South Lebanon’s Disappearing Laurels
By: Danny al-Amin
Published Sunday, December 23, 2012
Even though the amount of laurel trees have increased in the villages of Jabal Amal in South Lebanon, the amount of soap and oil made from them is dwindling. These laurel products used to be the basis of the area’s economy, but the industry is quickly vanishing as only two villages, Ayta al-Shaab and Hula, participate in this ancient trade.
Some say that laurel, despite its deep-rooted history in the area, has had its day. Before the appearance of industrial household detergents, this traditional soap was the go-to cleansing agent all over the South. Still, some prefer laurel soap because it does not contain any chemicals.

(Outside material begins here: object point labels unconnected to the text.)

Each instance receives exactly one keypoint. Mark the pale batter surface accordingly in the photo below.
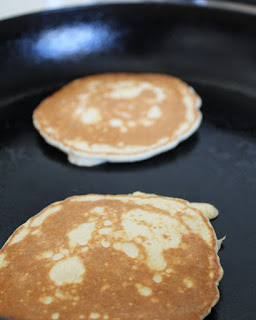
(111, 257)
(118, 117)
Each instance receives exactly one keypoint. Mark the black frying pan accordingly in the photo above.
(211, 48)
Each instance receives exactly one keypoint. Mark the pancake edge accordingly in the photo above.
(84, 159)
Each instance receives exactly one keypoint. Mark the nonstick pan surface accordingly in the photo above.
(212, 49)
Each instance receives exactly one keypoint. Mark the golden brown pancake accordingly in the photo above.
(118, 117)
(111, 257)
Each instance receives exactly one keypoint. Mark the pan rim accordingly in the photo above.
(242, 8)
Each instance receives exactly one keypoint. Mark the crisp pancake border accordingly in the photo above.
(139, 195)
(81, 158)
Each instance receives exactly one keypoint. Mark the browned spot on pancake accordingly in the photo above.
(116, 276)
(118, 110)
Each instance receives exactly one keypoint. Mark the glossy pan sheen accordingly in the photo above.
(212, 49)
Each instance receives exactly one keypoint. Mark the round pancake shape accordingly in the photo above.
(122, 117)
(111, 257)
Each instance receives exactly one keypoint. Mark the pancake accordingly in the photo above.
(118, 117)
(111, 257)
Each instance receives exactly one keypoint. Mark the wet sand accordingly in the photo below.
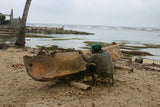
(138, 89)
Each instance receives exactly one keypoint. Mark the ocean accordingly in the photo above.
(129, 36)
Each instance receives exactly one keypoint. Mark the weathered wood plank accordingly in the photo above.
(45, 67)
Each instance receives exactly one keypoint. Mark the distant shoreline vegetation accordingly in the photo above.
(53, 30)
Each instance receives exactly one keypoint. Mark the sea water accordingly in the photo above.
(130, 36)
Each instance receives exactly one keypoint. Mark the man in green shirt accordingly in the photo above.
(100, 62)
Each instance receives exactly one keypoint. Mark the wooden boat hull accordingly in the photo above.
(47, 67)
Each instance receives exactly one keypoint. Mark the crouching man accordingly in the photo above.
(100, 63)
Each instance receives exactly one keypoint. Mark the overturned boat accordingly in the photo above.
(59, 65)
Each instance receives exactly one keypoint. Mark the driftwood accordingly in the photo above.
(122, 67)
(141, 53)
(59, 65)
(80, 85)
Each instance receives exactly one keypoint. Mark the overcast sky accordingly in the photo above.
(134, 13)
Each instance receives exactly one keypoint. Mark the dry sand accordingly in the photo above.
(138, 89)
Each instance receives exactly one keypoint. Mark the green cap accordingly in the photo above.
(95, 46)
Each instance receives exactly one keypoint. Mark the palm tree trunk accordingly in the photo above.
(20, 42)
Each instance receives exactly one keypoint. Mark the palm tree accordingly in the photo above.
(20, 42)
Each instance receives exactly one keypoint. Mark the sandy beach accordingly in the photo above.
(140, 88)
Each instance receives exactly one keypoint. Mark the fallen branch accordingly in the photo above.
(80, 85)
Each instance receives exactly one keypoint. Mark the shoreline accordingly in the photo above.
(139, 88)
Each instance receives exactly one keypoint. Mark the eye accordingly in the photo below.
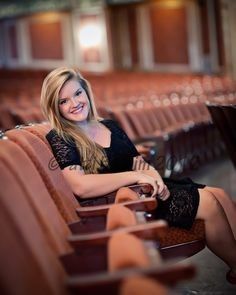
(78, 92)
(62, 101)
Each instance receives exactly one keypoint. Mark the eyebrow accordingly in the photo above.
(62, 98)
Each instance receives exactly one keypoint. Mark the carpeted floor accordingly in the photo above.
(211, 270)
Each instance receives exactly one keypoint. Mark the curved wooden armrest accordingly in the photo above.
(168, 275)
(109, 198)
(148, 204)
(151, 230)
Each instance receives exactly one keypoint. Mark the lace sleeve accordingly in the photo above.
(65, 153)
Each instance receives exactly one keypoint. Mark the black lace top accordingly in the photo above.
(120, 153)
(178, 210)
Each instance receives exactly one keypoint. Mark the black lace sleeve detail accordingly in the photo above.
(114, 127)
(65, 153)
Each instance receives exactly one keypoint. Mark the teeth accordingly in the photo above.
(78, 109)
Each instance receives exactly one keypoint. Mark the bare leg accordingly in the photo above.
(228, 205)
(219, 236)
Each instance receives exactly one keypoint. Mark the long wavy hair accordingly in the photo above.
(92, 155)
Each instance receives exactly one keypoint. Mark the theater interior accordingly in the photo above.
(165, 71)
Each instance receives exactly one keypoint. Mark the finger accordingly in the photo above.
(155, 190)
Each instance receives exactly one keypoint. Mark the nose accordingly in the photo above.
(73, 101)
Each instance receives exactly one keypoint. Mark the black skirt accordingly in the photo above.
(180, 209)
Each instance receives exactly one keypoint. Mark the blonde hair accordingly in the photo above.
(92, 155)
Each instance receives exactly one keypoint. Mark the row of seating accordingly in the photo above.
(223, 116)
(165, 115)
(65, 248)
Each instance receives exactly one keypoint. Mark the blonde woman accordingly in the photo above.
(97, 157)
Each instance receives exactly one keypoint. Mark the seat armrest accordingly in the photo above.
(148, 204)
(168, 275)
(151, 231)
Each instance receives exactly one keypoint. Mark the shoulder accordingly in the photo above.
(55, 139)
(53, 135)
(111, 124)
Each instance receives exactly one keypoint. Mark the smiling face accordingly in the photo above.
(73, 102)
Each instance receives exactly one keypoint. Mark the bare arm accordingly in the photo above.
(140, 165)
(94, 185)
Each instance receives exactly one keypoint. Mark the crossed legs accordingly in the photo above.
(219, 235)
(228, 205)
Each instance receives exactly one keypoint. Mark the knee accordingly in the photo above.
(209, 205)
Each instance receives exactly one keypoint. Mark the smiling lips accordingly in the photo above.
(77, 109)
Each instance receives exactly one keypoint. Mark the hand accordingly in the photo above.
(144, 178)
(163, 192)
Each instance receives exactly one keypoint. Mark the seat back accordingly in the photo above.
(25, 176)
(49, 170)
(227, 131)
(28, 263)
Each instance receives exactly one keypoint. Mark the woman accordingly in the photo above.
(97, 157)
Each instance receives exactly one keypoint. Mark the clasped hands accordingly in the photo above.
(159, 189)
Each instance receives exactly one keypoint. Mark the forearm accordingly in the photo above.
(94, 185)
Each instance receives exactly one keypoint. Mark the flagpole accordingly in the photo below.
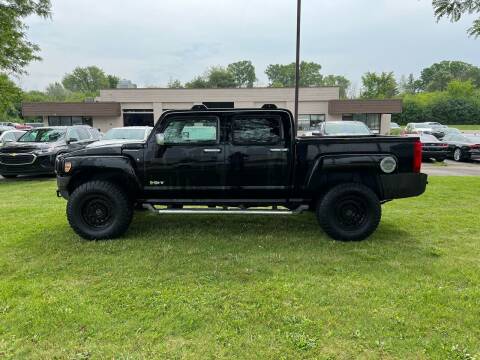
(297, 64)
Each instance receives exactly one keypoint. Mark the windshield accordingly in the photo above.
(474, 139)
(125, 134)
(43, 135)
(346, 128)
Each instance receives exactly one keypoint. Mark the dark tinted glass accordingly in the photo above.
(257, 130)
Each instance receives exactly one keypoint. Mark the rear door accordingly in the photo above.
(191, 163)
(258, 156)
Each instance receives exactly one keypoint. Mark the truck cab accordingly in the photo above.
(239, 161)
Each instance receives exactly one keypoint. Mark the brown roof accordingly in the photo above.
(71, 109)
(391, 106)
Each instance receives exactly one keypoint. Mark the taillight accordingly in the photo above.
(417, 157)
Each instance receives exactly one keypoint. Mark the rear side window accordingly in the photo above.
(190, 131)
(252, 130)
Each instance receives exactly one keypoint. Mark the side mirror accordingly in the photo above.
(160, 139)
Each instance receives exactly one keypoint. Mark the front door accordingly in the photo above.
(259, 155)
(191, 163)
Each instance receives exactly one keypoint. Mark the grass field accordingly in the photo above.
(242, 287)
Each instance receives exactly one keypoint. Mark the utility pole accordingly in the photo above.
(297, 64)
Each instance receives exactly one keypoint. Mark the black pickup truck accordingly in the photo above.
(239, 161)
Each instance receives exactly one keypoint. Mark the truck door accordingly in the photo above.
(191, 162)
(258, 156)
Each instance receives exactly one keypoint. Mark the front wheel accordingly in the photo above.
(99, 210)
(349, 212)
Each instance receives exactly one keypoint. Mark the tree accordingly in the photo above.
(408, 85)
(16, 51)
(10, 95)
(337, 80)
(379, 86)
(56, 92)
(175, 84)
(439, 75)
(198, 82)
(281, 75)
(219, 77)
(89, 80)
(243, 73)
(112, 81)
(455, 9)
(460, 89)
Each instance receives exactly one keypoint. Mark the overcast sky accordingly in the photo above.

In Hula, some women still anticipate the laurel season as their livelihoods depend on it. One such woman, Fatima, explained the process of picking the berries and making the oil.
“We pick the laurel berries and cook them on a wood fire in a special metal container. Then we ‘water’ it with boiled water and press them in a different container. We put the oil in a clay urn, covered in mud on the outside. The urn is sealed tightly with grass or a sieve. It is placed upside down in a hole in the ground inside a tin container. Dry grass is placed all around it and burned. This makes the filtered natural oil seep out of the urn into the container underneath it in the hole.”
In Ayta al-Shaab, there are those who try hard to preserve this industry. Unlike in Hula, there are organizations here like Samidoon that provide women with the necessary equipment to develop their soap-making skills.
A resident of the town, Zahra, said, “We got special equipment for making laurel soap, including molds and pots. We also got a special stamp which says ‘Ayta al-Shaab soap.’ Our supporters have promised to market our products in Lebanon and abroad with subsidized and competitive prices. They have allocated a special permanent area in al-Tayyeb market in Saida to showcase the soap we make here.”
Ayta is the only village in the South which has soil suitable for laurel trees to grow. However, the most recent war caused much damage to the trees, with some still surrounded by cluster bombs.
Surur discussed the prices: “The price of a tin of laurel oil is LL40,000 ($26). If you turn that into soap, it can reach LL50,000 or 60,000.”
Soap manufacturing in Ayta began in the middle of the 20th century. Women say that they learned how to make soap from the Palestinian refugees who came from Nablus after the Nakba in 1948. They brought with them some Nablus soap they had made themselves.”
This article is an edited translation from the Arabic Edition.